MUMBAI, India, Jan. 2 -- Intellectual Property India has published a patent application (202541124707 A) filed by Sareddy Venkata Rami Reddy; K. Sailaja; and B. Sreenivasa Kumar Reddy, Pulivendula, Andhra Pradesh, on Dec. 10, 2025, for 'modified islanding detection algorithm for hybrid distributed generating system.'
Inventor(s) include Sareddy Venkata Rami Reddy; K. Sailaja; and B. Sreenivasa Kumar Reddy.
The application for the patent was published on Jan. 2, under issue no. 01/2026.
According to the abstract released by the Intellectual Property India: "Distributed generating is essential to both keeping up with the rising power demand and reducing the amount of money spent on fossil fuels. There is widespread agreement that the world should prioritise the development of renewable energy sources like solar and wind. This study describes the design and utility-grid integration of a hybrid distributed generating system that utilises photovoltaic and wind-driven permanent magnet synchronous generators (hybrid PMSG-PV systems). In order to prevent damage to the grid, hybrid distributed generating systems, consumer devices, and line workers must all be protected from islanding. Detecting islanding in a hybrid distributed generating system has been proposed using a passive islanding, time spectral analysis. Measuring and amplifying the ripple content present in voltage at PCC about 0.3 seconds after the permissible delay time after the circuit breaker opens on the utility grid side is how islanding is discovered using this method. When compared to other methods, the suggested method is seen to have smoother islanding detection waveforms thanks to increases in both window size and threshold limit.

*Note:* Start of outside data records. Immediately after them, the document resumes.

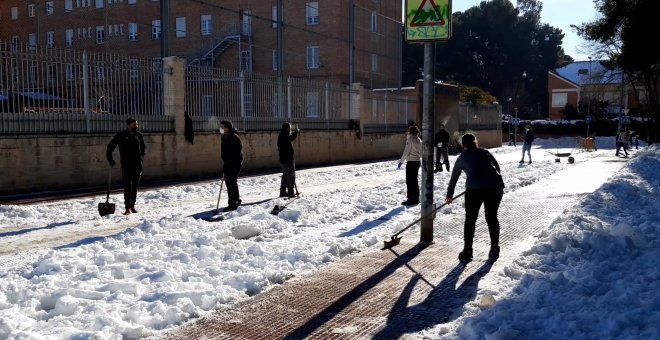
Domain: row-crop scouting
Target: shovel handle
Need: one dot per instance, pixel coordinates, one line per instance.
(107, 196)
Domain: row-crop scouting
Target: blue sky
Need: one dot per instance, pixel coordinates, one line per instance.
(557, 13)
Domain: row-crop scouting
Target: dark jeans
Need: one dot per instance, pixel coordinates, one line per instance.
(491, 199)
(288, 179)
(441, 156)
(412, 168)
(231, 179)
(620, 145)
(131, 176)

The suggested method is verified in a variety of non-islanding scenarios, such as fault occurrence, parallel feeder loss, and load shift, etc. In addition, the cost is reduced, the response time is rapid, and there is no non-detection zone (NDZ) when using these methods. Unlike active islanding detection methods, its functioning is unaffected by the size, quantity, or type of distributed generators linked to the utility grid, hence there are no power quality concerns."